車体の造形美を引き立てるアルミポリッシュの輝き
カスタムパーツとしての美しさも申し分ない。表面処理にはアルマイトや塗装をあえて施さず、アルミ素地の質感を存分に味わえるポリッシュ仕上げを採用。
金属特有の鈍い輝きが、CB1000Fのメカニカルな造形や直列4気筒エンジンの重厚感と見事に調和する。職人の手によって磨き上げられたアーム部分は、停車時にも確かな存在感を放ち、愛車の所有欲を力強く満たしてくれることだろう。
純正ホイール対応と車検適合がもたらす高い実用性
大掛かりなカスタムでありながら、ユーザーに配慮した設計も見逃せない。厳しい基準をクリアした車検対応品となっており、公道での使用に不安はない。さらに、純正ホイールや同社のGALE SPEEDホイールにそのまま対応する車種専用設計を採用。MCナイロン材のチェーンスライダーも付属する。

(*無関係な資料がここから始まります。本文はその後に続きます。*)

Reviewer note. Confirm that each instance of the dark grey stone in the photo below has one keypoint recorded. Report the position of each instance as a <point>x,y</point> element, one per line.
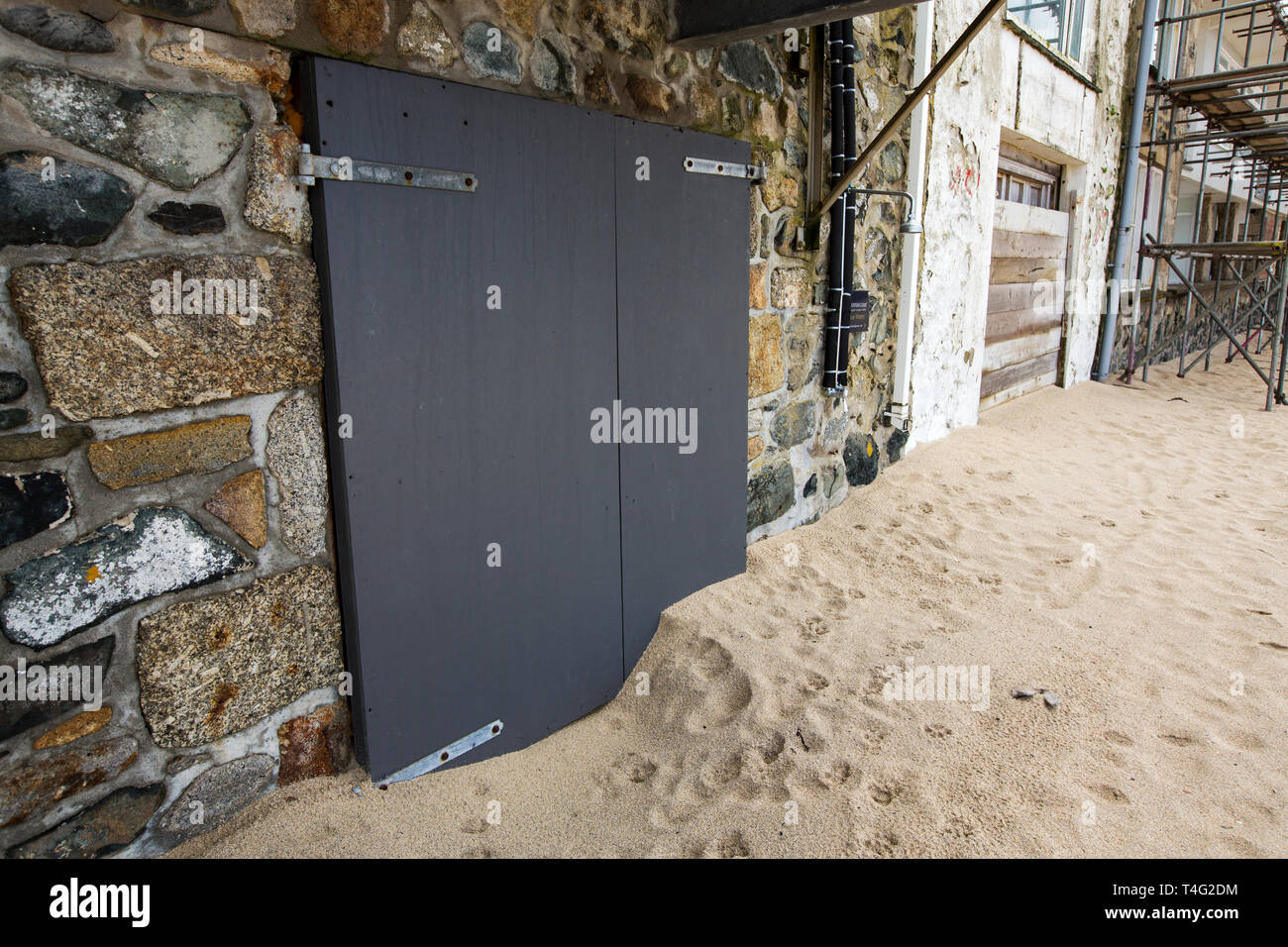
<point>121,123</point>
<point>149,553</point>
<point>771,492</point>
<point>896,445</point>
<point>104,827</point>
<point>552,65</point>
<point>179,763</point>
<point>500,63</point>
<point>748,64</point>
<point>18,715</point>
<point>35,446</point>
<point>188,219</point>
<point>76,208</point>
<point>12,385</point>
<point>794,424</point>
<point>31,502</point>
<point>862,459</point>
<point>175,8</point>
<point>67,33</point>
<point>217,795</point>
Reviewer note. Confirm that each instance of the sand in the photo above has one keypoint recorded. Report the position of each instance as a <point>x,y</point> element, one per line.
<point>1119,547</point>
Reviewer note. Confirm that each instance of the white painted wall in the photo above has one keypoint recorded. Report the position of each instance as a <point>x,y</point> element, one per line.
<point>1005,81</point>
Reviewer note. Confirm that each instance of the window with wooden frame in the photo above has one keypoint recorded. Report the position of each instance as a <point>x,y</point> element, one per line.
<point>1024,178</point>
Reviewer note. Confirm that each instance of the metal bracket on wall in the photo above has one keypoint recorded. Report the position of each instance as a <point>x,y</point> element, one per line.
<point>447,754</point>
<point>312,166</point>
<point>752,172</point>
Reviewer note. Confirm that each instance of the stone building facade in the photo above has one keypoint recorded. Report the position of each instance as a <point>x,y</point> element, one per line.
<point>165,518</point>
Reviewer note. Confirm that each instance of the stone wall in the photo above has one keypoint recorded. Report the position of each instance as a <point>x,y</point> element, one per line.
<point>162,475</point>
<point>162,472</point>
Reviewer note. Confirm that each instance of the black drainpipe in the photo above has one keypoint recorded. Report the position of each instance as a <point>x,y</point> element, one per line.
<point>840,283</point>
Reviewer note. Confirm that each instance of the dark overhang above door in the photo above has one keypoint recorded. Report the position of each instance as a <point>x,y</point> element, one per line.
<point>706,22</point>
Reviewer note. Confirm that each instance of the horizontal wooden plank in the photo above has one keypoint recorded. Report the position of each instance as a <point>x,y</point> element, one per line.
<point>1021,348</point>
<point>1008,325</point>
<point>1017,390</point>
<point>1021,218</point>
<point>1024,269</point>
<point>709,22</point>
<point>1012,244</point>
<point>995,381</point>
<point>1025,295</point>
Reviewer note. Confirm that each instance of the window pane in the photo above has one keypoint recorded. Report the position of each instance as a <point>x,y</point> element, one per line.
<point>1043,17</point>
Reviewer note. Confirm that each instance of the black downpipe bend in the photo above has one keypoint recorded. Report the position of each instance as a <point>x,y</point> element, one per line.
<point>840,283</point>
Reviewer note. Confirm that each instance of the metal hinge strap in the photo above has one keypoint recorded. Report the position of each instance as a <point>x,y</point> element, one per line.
<point>447,754</point>
<point>313,166</point>
<point>725,169</point>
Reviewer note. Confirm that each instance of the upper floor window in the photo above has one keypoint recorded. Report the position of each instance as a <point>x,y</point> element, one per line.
<point>1024,178</point>
<point>1057,22</point>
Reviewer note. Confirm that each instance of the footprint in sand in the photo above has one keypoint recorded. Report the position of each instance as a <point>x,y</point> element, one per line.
<point>883,844</point>
<point>835,775</point>
<point>815,682</point>
<point>725,688</point>
<point>1111,793</point>
<point>730,845</point>
<point>884,795</point>
<point>812,629</point>
<point>635,768</point>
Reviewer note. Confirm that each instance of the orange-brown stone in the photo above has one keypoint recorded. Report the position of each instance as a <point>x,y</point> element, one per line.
<point>80,725</point>
<point>240,502</point>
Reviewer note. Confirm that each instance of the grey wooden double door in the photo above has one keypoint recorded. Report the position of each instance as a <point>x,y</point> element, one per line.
<point>497,561</point>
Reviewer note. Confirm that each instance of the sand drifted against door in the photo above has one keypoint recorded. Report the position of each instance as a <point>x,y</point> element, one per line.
<point>505,553</point>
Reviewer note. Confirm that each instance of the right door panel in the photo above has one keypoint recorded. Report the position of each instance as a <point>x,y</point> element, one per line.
<point>682,342</point>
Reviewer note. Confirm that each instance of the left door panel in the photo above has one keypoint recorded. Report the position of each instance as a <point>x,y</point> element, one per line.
<point>471,425</point>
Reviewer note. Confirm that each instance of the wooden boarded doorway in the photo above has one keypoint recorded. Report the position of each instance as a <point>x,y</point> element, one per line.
<point>1025,295</point>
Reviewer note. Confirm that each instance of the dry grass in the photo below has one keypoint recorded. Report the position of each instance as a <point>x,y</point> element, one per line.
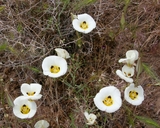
<point>30,30</point>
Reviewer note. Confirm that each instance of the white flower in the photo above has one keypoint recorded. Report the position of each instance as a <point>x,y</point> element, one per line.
<point>41,124</point>
<point>126,73</point>
<point>131,57</point>
<point>24,108</point>
<point>54,66</point>
<point>134,95</point>
<point>83,23</point>
<point>90,118</point>
<point>108,99</point>
<point>31,90</point>
<point>62,53</point>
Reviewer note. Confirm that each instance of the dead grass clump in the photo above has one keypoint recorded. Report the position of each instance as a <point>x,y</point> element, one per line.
<point>31,30</point>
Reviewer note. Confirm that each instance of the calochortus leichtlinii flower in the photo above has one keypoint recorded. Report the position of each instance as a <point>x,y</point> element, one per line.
<point>131,57</point>
<point>91,118</point>
<point>62,53</point>
<point>41,124</point>
<point>32,91</point>
<point>24,108</point>
<point>126,73</point>
<point>134,95</point>
<point>83,23</point>
<point>108,99</point>
<point>54,66</point>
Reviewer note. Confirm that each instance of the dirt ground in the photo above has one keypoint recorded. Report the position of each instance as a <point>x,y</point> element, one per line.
<point>30,30</point>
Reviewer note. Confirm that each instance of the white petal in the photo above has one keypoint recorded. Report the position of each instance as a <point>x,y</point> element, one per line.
<point>36,88</point>
<point>123,60</point>
<point>35,97</point>
<point>62,53</point>
<point>54,60</point>
<point>105,92</point>
<point>86,115</point>
<point>98,102</point>
<point>128,71</point>
<point>121,75</point>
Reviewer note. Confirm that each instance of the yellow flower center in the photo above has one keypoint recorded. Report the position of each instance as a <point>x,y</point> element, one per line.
<point>25,109</point>
<point>54,69</point>
<point>108,101</point>
<point>127,75</point>
<point>30,93</point>
<point>133,95</point>
<point>84,25</point>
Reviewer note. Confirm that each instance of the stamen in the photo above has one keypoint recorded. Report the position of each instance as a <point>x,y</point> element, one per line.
<point>30,93</point>
<point>54,69</point>
<point>84,25</point>
<point>133,95</point>
<point>25,109</point>
<point>108,101</point>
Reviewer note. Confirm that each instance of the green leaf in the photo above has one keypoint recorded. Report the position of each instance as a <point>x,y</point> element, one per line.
<point>148,121</point>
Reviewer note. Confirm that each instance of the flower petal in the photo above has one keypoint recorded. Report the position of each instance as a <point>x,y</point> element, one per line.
<point>121,75</point>
<point>57,61</point>
<point>80,19</point>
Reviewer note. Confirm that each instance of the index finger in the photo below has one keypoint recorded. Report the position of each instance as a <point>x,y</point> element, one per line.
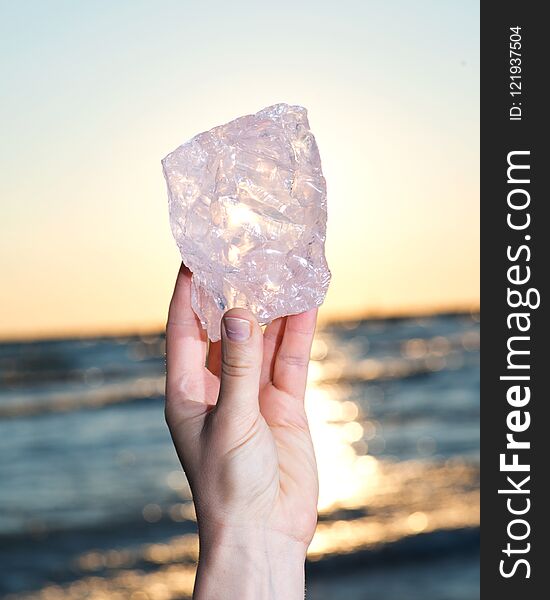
<point>185,337</point>
<point>291,362</point>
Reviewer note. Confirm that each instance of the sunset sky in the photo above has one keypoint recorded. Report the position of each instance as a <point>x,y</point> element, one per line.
<point>95,93</point>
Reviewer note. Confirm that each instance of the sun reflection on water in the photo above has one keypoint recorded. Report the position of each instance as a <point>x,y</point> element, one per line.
<point>365,501</point>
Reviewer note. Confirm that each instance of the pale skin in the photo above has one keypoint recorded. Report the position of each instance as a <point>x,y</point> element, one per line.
<point>236,415</point>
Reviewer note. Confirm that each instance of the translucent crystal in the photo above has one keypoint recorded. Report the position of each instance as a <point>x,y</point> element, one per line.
<point>248,211</point>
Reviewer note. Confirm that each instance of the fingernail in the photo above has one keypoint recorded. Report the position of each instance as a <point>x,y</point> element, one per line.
<point>238,330</point>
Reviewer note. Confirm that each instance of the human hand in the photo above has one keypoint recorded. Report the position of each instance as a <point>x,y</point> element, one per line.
<point>242,436</point>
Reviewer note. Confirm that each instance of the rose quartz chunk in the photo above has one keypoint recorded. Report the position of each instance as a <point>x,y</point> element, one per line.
<point>248,211</point>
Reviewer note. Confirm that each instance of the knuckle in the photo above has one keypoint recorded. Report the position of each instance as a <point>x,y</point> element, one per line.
<point>235,368</point>
<point>294,360</point>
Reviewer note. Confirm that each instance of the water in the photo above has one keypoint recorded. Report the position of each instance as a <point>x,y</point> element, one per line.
<point>93,503</point>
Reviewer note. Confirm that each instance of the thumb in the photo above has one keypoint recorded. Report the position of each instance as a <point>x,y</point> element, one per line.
<point>242,346</point>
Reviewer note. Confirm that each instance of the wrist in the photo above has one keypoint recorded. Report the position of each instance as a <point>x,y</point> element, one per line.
<point>249,563</point>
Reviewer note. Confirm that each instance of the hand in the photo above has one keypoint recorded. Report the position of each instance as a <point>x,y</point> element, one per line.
<point>242,436</point>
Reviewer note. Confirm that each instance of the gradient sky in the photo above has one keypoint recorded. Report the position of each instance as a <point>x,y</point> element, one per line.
<point>95,93</point>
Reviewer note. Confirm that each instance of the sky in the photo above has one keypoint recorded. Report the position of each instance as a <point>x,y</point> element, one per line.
<point>95,93</point>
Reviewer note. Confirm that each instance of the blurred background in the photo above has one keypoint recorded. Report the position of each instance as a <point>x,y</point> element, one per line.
<point>93,503</point>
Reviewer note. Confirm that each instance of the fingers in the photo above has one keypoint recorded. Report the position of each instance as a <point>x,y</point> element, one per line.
<point>214,361</point>
<point>185,338</point>
<point>241,363</point>
<point>273,335</point>
<point>291,362</point>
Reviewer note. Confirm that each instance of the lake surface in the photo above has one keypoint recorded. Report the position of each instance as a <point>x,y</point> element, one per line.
<point>93,503</point>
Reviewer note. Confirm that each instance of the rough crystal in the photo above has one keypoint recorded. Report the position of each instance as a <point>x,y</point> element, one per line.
<point>248,211</point>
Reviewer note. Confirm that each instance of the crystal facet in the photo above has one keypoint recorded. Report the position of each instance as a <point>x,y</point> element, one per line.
<point>248,211</point>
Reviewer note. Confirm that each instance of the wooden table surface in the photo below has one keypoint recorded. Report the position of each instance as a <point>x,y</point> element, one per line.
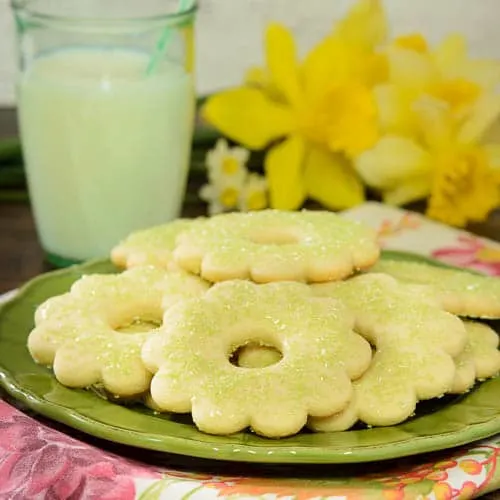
<point>21,258</point>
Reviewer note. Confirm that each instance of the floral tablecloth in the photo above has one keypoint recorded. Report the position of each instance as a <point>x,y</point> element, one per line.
<point>38,462</point>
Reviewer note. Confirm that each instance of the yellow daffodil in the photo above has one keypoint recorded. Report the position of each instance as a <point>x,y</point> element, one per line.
<point>313,115</point>
<point>445,72</point>
<point>447,162</point>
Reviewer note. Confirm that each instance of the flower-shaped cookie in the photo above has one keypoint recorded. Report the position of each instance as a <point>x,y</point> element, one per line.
<point>273,245</point>
<point>460,292</point>
<point>150,247</point>
<point>415,345</point>
<point>479,360</point>
<point>193,373</point>
<point>95,332</point>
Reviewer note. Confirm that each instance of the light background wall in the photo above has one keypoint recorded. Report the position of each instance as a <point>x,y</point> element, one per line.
<point>230,31</point>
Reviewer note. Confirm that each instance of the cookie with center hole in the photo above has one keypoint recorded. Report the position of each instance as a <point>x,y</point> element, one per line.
<point>415,345</point>
<point>191,358</point>
<point>274,245</point>
<point>94,333</point>
<point>150,247</point>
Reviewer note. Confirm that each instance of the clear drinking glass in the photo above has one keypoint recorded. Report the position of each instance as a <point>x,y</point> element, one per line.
<point>106,110</point>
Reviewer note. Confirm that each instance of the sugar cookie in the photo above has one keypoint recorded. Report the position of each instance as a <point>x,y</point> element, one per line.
<point>150,247</point>
<point>193,372</point>
<point>257,356</point>
<point>480,359</point>
<point>273,245</point>
<point>460,292</point>
<point>415,345</point>
<point>77,333</point>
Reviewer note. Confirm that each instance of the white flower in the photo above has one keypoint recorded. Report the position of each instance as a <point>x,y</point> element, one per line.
<point>221,197</point>
<point>253,196</point>
<point>226,163</point>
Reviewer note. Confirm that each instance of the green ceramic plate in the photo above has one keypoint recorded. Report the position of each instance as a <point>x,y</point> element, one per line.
<point>440,424</point>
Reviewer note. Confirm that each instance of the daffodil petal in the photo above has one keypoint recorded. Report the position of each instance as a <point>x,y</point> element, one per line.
<point>331,62</point>
<point>493,155</point>
<point>486,111</point>
<point>450,54</point>
<point>365,24</point>
<point>410,69</point>
<point>281,55</point>
<point>285,174</point>
<point>248,116</point>
<point>393,160</point>
<point>395,112</point>
<point>331,180</point>
<point>435,122</point>
<point>412,189</point>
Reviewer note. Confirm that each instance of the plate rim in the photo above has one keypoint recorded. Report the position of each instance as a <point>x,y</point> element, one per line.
<point>243,453</point>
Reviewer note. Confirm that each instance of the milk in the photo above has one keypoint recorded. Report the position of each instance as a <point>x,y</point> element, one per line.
<point>106,146</point>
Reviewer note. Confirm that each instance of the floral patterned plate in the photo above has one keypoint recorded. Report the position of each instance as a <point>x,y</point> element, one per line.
<point>439,424</point>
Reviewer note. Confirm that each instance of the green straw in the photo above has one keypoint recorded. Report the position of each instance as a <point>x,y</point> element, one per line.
<point>165,39</point>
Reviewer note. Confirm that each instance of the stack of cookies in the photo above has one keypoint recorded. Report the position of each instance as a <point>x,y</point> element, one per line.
<point>272,321</point>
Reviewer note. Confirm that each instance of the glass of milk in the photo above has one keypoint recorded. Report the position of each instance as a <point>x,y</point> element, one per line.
<point>106,110</point>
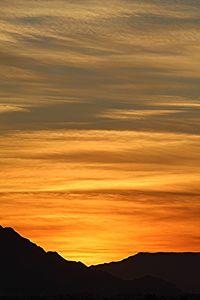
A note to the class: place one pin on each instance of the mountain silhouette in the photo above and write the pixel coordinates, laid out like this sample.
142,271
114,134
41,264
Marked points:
28,270
182,269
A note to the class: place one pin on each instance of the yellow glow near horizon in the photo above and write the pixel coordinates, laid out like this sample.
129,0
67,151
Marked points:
99,125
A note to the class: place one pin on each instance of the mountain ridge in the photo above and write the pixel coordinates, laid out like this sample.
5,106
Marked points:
27,269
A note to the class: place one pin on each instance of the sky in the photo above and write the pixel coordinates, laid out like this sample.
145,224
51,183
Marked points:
99,125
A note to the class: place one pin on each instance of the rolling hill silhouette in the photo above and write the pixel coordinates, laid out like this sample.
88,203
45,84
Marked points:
183,269
27,269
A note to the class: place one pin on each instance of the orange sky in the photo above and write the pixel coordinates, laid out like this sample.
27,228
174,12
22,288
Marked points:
99,125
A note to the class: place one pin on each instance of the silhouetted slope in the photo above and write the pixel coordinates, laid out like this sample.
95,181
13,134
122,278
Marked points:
27,269
183,269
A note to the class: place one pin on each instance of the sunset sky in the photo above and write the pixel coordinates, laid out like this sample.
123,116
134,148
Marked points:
100,125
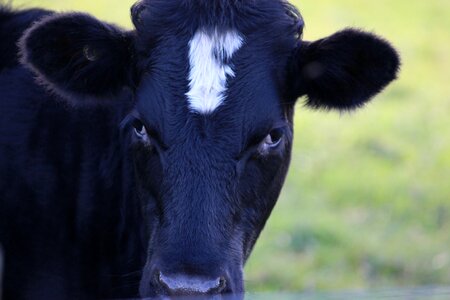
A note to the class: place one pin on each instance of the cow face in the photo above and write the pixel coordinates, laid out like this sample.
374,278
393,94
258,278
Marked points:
214,84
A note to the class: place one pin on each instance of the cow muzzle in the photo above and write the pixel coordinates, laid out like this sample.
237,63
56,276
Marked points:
184,285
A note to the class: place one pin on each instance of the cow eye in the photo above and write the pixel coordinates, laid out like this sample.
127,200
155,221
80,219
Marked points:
140,131
272,140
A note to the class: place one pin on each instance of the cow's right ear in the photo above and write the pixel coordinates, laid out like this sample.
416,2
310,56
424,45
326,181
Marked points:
79,57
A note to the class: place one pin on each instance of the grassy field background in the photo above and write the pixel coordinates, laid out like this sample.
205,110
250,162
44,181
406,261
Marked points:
367,200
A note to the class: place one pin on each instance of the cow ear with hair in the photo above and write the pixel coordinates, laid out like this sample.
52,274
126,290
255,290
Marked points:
342,71
79,57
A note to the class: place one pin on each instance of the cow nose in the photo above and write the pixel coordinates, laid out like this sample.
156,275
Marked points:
181,284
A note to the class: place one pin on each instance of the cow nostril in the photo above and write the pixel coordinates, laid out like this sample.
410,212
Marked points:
181,284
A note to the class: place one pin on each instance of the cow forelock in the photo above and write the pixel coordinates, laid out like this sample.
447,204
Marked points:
210,56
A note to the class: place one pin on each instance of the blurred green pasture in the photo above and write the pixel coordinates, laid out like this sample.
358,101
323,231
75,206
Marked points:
366,203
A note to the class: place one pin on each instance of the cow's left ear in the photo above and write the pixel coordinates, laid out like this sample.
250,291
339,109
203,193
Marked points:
78,56
342,71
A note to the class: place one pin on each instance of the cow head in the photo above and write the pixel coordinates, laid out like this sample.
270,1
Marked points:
214,85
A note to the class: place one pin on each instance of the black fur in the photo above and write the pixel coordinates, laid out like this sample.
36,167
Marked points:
12,25
343,71
90,209
78,56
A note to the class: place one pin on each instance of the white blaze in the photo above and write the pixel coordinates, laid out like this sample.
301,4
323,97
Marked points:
209,58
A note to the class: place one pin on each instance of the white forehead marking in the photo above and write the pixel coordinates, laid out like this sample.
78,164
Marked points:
209,58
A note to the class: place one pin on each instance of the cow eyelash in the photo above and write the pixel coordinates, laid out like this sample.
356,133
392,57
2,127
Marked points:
140,131
272,140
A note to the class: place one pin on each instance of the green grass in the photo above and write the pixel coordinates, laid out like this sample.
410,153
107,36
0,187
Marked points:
366,203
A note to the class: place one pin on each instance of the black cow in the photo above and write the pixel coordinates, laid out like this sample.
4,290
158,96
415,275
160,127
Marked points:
146,162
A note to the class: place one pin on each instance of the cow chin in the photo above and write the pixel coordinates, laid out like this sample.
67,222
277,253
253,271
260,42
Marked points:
156,282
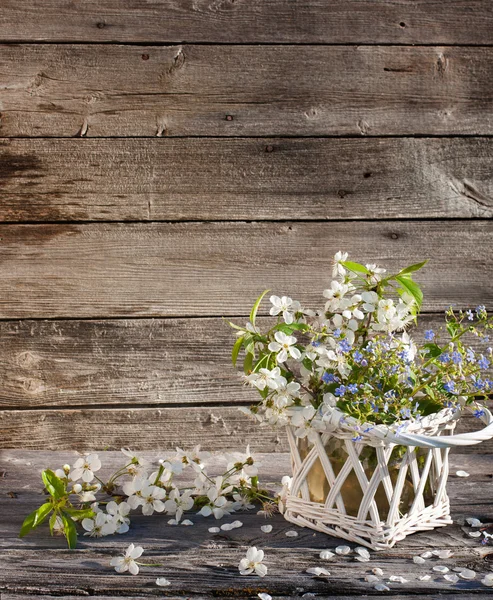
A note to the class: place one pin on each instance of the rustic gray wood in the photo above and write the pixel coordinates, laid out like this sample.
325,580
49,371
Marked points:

ただし、純正のリアフェンダーは装着できず、NEXRAY製のリアフェンダー(品番31871003/31871004)が必要となる点や、キャリパーサポートが別売となる点には注意が必要だ。
走りとルックスを磨き上げる至高の足回りパーツ
最新の装備と伝統のデザインを融合させたCB1000F。その魅力を足元からさらに引き上げるACTIVEの「口の字断面スイングアーム」の気になる価格は35万8600円(税込)だ。
決して安価なパーツではないが、専用金型から作り出されたこだわりの構造と、手足のように車体を操るダイナミックな走行フィールは、値段では測れない価値をライダーに提供する。愛車との一体感を極限まで高めたいオーナーにとって、見逃せない選択肢となるだろう。